1975 Dallas Cowboys Player Rankings: #15 D.D. Lewis
Jerry Tubbs called him the best linebacker for the Dallas Cowboys in 1974 but, as of the following spring, D.D. Lewis was not even a member of the team. While the 29-year old was busy sifting through the legal details of his new contract with Memphis of the World Football League, the Cowboys were pondering the possibilities of 36-year old safety Cornell Green filling his former role as the starting weak-side linebacker.
But as the time drew near for Lewis to go join his new team, rumors started flying about the league possibly folding. That was the end of his flirtation with the WFL and the beginning of his return to Dallas.

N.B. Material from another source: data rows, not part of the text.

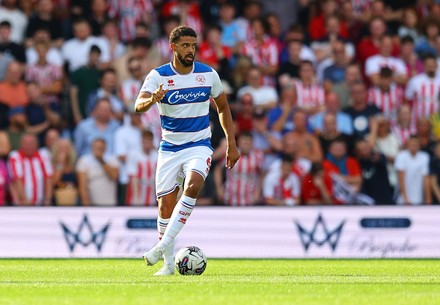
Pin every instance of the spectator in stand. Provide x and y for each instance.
(434, 174)
(337, 162)
(309, 95)
(317, 186)
(215, 54)
(343, 120)
(64, 179)
(323, 46)
(290, 68)
(385, 59)
(31, 174)
(53, 56)
(403, 127)
(233, 35)
(5, 181)
(98, 175)
(370, 45)
(110, 37)
(9, 47)
(423, 90)
(13, 88)
(76, 50)
(262, 50)
(317, 26)
(263, 96)
(44, 18)
(129, 88)
(51, 137)
(48, 77)
(100, 124)
(18, 21)
(98, 16)
(141, 50)
(426, 45)
(308, 144)
(83, 82)
(375, 174)
(141, 169)
(386, 95)
(244, 114)
(129, 13)
(410, 25)
(427, 141)
(412, 166)
(383, 141)
(127, 139)
(329, 133)
(242, 186)
(336, 66)
(281, 117)
(360, 110)
(107, 89)
(264, 140)
(342, 89)
(281, 186)
(409, 57)
(40, 114)
(163, 44)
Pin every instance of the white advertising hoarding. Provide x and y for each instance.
(225, 232)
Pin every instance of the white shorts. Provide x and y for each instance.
(172, 167)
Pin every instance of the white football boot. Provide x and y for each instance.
(151, 257)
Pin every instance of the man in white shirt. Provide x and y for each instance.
(76, 50)
(412, 167)
(384, 59)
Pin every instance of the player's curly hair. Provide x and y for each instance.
(181, 31)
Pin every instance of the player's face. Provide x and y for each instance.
(185, 50)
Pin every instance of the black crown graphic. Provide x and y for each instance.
(85, 235)
(320, 234)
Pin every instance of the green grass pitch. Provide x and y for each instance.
(114, 281)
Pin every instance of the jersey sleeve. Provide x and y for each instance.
(151, 82)
(217, 87)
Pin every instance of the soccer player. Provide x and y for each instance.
(182, 90)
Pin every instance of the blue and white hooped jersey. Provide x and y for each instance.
(184, 111)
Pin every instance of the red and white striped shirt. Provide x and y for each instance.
(387, 101)
(33, 172)
(143, 167)
(129, 13)
(242, 180)
(309, 96)
(403, 133)
(424, 93)
(129, 89)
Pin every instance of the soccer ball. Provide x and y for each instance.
(190, 261)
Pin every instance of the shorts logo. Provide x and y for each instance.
(200, 79)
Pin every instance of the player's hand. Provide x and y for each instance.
(158, 94)
(232, 156)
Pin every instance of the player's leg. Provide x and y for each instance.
(196, 169)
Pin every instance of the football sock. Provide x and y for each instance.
(168, 256)
(181, 213)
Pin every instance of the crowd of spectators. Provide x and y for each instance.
(334, 101)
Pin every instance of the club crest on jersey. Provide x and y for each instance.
(200, 79)
(176, 96)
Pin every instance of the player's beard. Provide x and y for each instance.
(186, 61)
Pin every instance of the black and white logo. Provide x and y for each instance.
(320, 234)
(85, 235)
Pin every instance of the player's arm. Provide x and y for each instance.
(145, 100)
(225, 117)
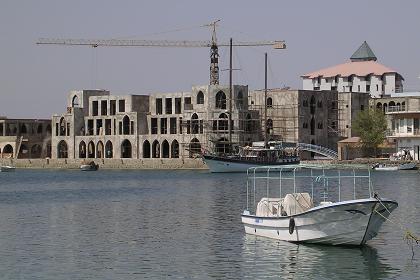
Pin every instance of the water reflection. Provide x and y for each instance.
(266, 258)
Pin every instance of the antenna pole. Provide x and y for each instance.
(230, 94)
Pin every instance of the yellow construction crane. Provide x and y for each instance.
(213, 45)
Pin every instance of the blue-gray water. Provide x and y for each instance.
(176, 225)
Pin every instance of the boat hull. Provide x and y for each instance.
(344, 223)
(219, 165)
(7, 168)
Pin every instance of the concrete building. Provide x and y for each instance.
(361, 74)
(164, 125)
(304, 116)
(98, 125)
(25, 138)
(403, 115)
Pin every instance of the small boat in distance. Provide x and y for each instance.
(91, 166)
(277, 153)
(7, 168)
(314, 204)
(387, 167)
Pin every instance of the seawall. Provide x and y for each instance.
(161, 163)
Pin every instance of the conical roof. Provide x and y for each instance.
(363, 53)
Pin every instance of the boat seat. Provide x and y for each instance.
(297, 203)
(269, 207)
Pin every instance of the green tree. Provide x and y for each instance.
(371, 127)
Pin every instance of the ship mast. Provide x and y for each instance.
(265, 104)
(230, 95)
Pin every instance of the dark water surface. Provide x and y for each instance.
(176, 225)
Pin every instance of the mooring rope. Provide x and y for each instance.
(409, 237)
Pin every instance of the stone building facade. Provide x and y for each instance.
(162, 125)
(25, 138)
(403, 115)
(361, 74)
(303, 116)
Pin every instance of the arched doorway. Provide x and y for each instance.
(62, 127)
(126, 151)
(194, 124)
(100, 150)
(146, 149)
(223, 122)
(91, 150)
(36, 151)
(222, 146)
(62, 150)
(82, 149)
(175, 149)
(200, 97)
(165, 149)
(155, 149)
(126, 125)
(220, 100)
(109, 150)
(8, 151)
(195, 148)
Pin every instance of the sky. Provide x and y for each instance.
(36, 79)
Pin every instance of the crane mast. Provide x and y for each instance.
(213, 45)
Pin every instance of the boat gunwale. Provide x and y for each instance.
(322, 207)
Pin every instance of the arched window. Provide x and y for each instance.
(91, 150)
(248, 125)
(8, 151)
(312, 104)
(126, 151)
(146, 149)
(62, 150)
(126, 125)
(62, 127)
(165, 149)
(269, 126)
(23, 152)
(36, 151)
(100, 150)
(75, 101)
(175, 149)
(195, 148)
(200, 97)
(240, 100)
(223, 122)
(312, 126)
(82, 149)
(156, 149)
(109, 150)
(222, 146)
(23, 129)
(195, 124)
(220, 100)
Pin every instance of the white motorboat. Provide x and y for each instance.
(314, 204)
(403, 166)
(91, 166)
(7, 168)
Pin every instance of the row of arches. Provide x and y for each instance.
(35, 151)
(154, 150)
(387, 106)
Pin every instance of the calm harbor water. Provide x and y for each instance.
(176, 225)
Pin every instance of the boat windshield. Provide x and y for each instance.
(314, 184)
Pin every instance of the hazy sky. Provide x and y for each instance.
(35, 80)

“I had already been talking with my lawyers about how to break the contract,” recalled Lewis. “We were waiting for the right time to approach them, but they contacted us first. Two weeks before training camp they called and said they wanted to trade me and running back to Philadelphia, but fortunately, I had a no-trade clause in my contract.

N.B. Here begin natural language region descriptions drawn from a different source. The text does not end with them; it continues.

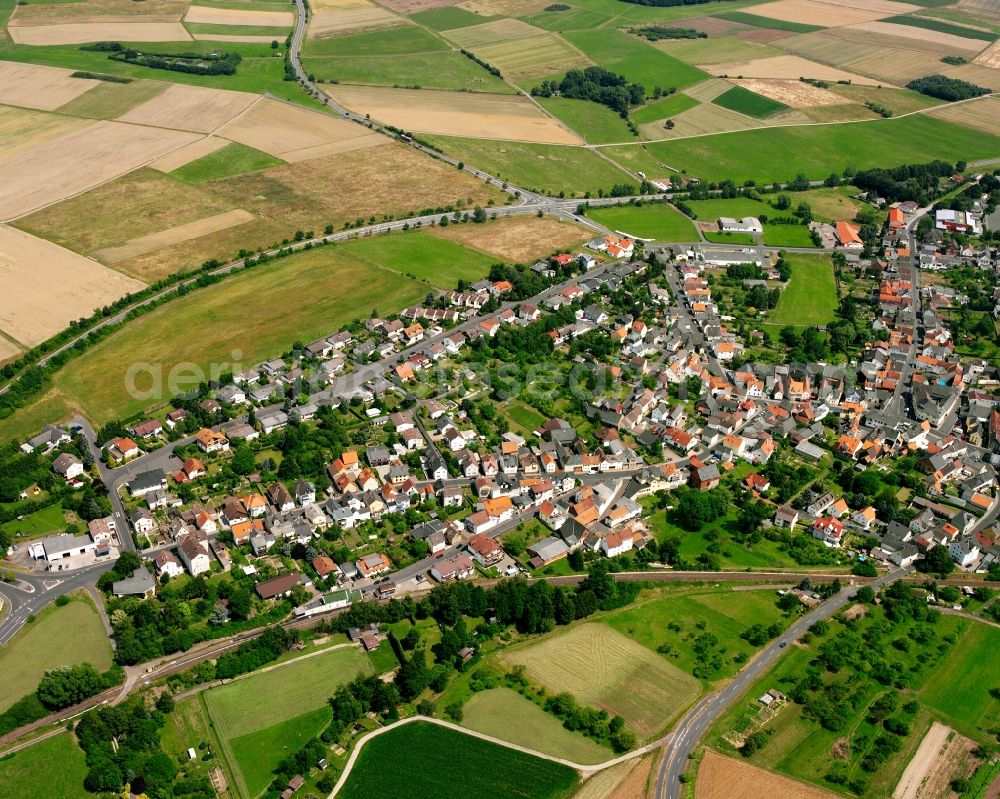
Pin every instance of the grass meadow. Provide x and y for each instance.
(810, 298)
(412, 761)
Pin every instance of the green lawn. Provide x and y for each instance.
(635, 59)
(811, 295)
(431, 70)
(420, 760)
(657, 221)
(51, 768)
(62, 636)
(233, 159)
(663, 109)
(596, 123)
(420, 256)
(545, 167)
(47, 521)
(211, 326)
(503, 713)
(257, 753)
(780, 153)
(393, 41)
(747, 102)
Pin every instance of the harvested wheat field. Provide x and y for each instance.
(41, 88)
(727, 778)
(501, 30)
(47, 287)
(21, 130)
(352, 20)
(80, 33)
(174, 235)
(942, 754)
(226, 16)
(191, 152)
(793, 93)
(783, 67)
(62, 167)
(516, 240)
(485, 116)
(192, 108)
(296, 134)
(608, 670)
(828, 14)
(982, 114)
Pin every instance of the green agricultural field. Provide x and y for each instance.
(811, 295)
(596, 123)
(551, 168)
(394, 41)
(635, 59)
(787, 236)
(258, 753)
(723, 613)
(51, 768)
(746, 102)
(766, 22)
(209, 326)
(942, 27)
(657, 221)
(226, 162)
(420, 256)
(960, 692)
(433, 70)
(421, 753)
(62, 636)
(605, 669)
(780, 153)
(47, 521)
(503, 713)
(663, 109)
(256, 716)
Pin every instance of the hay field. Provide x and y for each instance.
(533, 56)
(722, 777)
(605, 669)
(21, 130)
(47, 287)
(828, 14)
(793, 93)
(188, 153)
(38, 87)
(981, 114)
(486, 116)
(784, 67)
(173, 235)
(227, 16)
(296, 134)
(337, 21)
(193, 108)
(82, 32)
(518, 240)
(500, 30)
(59, 168)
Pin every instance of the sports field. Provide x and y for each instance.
(817, 150)
(209, 326)
(268, 715)
(503, 713)
(603, 668)
(811, 295)
(32, 773)
(63, 636)
(657, 221)
(541, 167)
(420, 753)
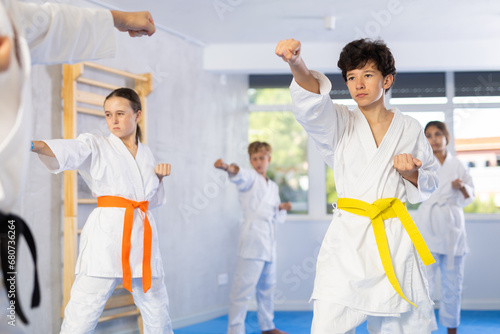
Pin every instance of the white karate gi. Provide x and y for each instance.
(109, 169)
(256, 267)
(441, 221)
(349, 270)
(52, 33)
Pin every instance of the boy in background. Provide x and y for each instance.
(256, 266)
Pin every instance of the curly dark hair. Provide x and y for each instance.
(257, 146)
(358, 53)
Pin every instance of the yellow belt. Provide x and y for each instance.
(380, 210)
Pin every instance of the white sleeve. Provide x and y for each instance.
(69, 153)
(59, 33)
(159, 198)
(321, 119)
(244, 179)
(427, 173)
(469, 187)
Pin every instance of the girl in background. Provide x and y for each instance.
(442, 224)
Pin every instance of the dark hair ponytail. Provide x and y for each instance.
(135, 104)
(442, 127)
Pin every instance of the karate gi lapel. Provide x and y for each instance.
(378, 155)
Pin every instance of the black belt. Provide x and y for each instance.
(11, 229)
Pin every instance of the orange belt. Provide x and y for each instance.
(130, 206)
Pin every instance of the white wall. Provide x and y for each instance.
(194, 117)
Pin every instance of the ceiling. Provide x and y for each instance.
(210, 22)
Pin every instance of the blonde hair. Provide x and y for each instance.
(257, 146)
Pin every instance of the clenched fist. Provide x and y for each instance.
(289, 51)
(408, 166)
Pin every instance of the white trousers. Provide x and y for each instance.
(89, 295)
(250, 275)
(332, 318)
(451, 288)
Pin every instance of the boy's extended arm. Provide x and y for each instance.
(289, 51)
(231, 169)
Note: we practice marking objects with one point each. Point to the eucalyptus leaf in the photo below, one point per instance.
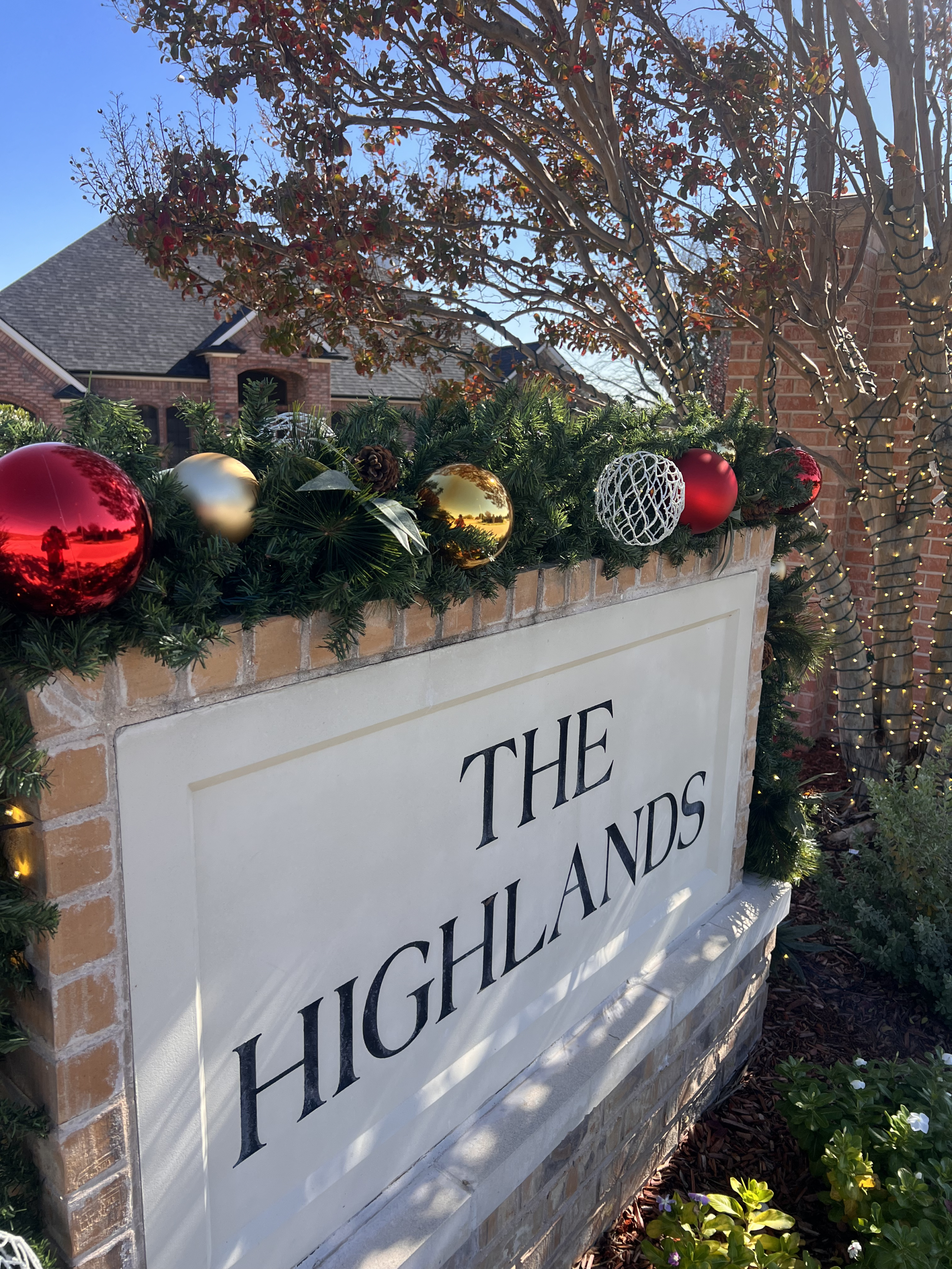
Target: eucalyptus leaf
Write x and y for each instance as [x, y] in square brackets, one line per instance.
[400, 522]
[325, 481]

“What they needed to do was to get rid of some players in order to be able to pay for [Larry] Csonka, [Jim] Kiick, and [Paul] Warfield. If I went to Philadelphia they were going to have to pay me my salary plus my bonus, or they would pay me my bonus just to break the contract. So actually, I got a bonus for not playing, and then I signed immediately with Dallas.”
The Cowboys welcomed Lewis back with open arms, giving him a new contract and his old starting job back. Of course, he did have to share a room with Clint Longley during camp, but that was one of the unspoken penalties for doing business with the WFL.

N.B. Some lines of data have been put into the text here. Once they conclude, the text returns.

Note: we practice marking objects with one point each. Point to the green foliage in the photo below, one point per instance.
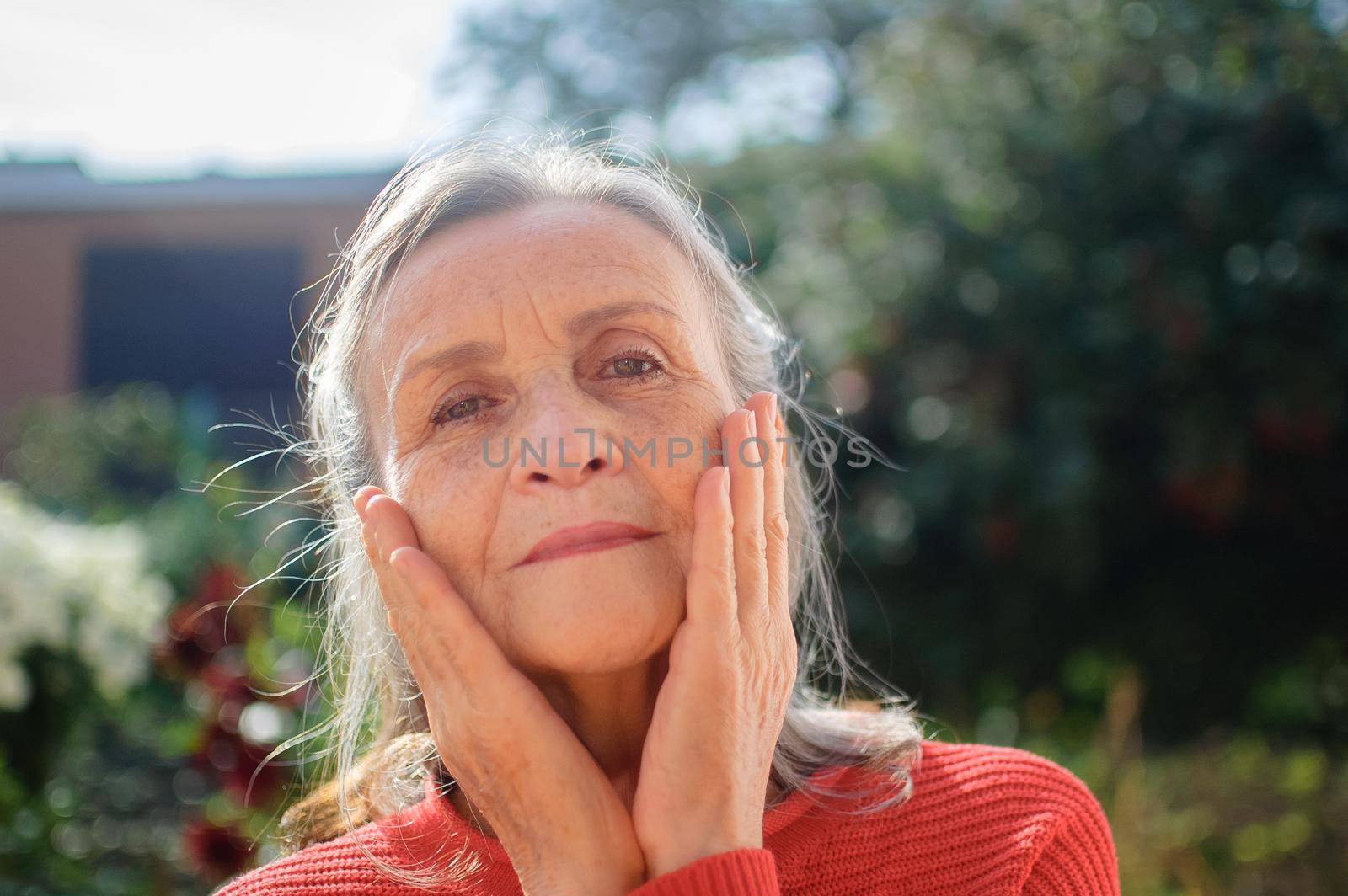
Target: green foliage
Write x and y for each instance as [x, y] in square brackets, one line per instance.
[1078, 266]
[172, 787]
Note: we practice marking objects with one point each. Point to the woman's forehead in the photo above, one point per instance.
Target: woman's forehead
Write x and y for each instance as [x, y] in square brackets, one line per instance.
[550, 260]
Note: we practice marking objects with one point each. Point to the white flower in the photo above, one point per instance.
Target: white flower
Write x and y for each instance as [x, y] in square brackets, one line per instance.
[76, 588]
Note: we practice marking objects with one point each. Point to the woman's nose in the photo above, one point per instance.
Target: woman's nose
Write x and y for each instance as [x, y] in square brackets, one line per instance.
[563, 457]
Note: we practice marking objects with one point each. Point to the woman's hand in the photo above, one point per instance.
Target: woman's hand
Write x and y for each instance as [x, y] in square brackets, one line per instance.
[708, 754]
[554, 812]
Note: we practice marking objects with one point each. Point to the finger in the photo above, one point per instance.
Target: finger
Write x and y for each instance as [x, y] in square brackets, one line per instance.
[451, 621]
[711, 576]
[746, 464]
[361, 498]
[437, 615]
[775, 530]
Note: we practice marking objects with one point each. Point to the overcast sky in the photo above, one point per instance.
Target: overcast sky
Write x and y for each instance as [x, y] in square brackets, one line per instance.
[136, 88]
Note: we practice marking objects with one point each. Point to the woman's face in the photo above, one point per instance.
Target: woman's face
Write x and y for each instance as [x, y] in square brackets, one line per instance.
[507, 337]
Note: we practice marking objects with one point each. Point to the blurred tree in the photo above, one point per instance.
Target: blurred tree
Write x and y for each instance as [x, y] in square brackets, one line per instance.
[774, 65]
[1080, 266]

A sixth-round draft selection by Dallas in the sixth round of the 1968 draft, Lewis was still a versatile player at this point of his career. Able to play all three linebacker positions on the Cowboys’ base defense in a pinch, Lewis also was used on the 4-0 package, when only one linebacker was on the field.
Against the Lions in Week 3, Lewis’ participation was highlighted by two sacks of Detroit quarterback Greg Landry in the Cowboys’ 36-10 victory. And in Week 13 versus Washington at Texas Stadium, Lewis aided the Cowboys’ efforts in a must-win game by teaming up with Ed “Too Tall” Jones to knock Redskins quarterback Billy Kilmer from the action, allowing Dallas to run away with a 31-10 playoff-clinching triumph.
But his greatest performance of the 1975 campaign came in the NFC Championship Game when he hijacked the heavily-favored Rams with a pair of interceptions. Lewis’ first theft came early in the first quarter of a scoreless game and was provoked by the ominous backfield presence of Harvey Martin. With Martin in the face of James Harris, the Los Angeles quarterback threw short and wide of his mark, directly into the arms of Lewis, who then authored a short return to the Rams 24-yard line. Moments later, the Cowboys were leading 7-0. And later in the fourth quarter, Lewis was in the right place at the right time to snare a deflected pass to seal the Cowboys’ 37-7 victory.
Two weeks later, with the Cowboys locked in a tough defensive struggle with Pittsburgh in Super Bowl X, a blitzing Lewis broke through the line to get a hand on Terry Bradshaw. But when he failed to bring the Steelers quarterback to the ground, Bradshaw was afforded enough time to unleash a touchdown bomb to Lynn Swann that proved to be the difference.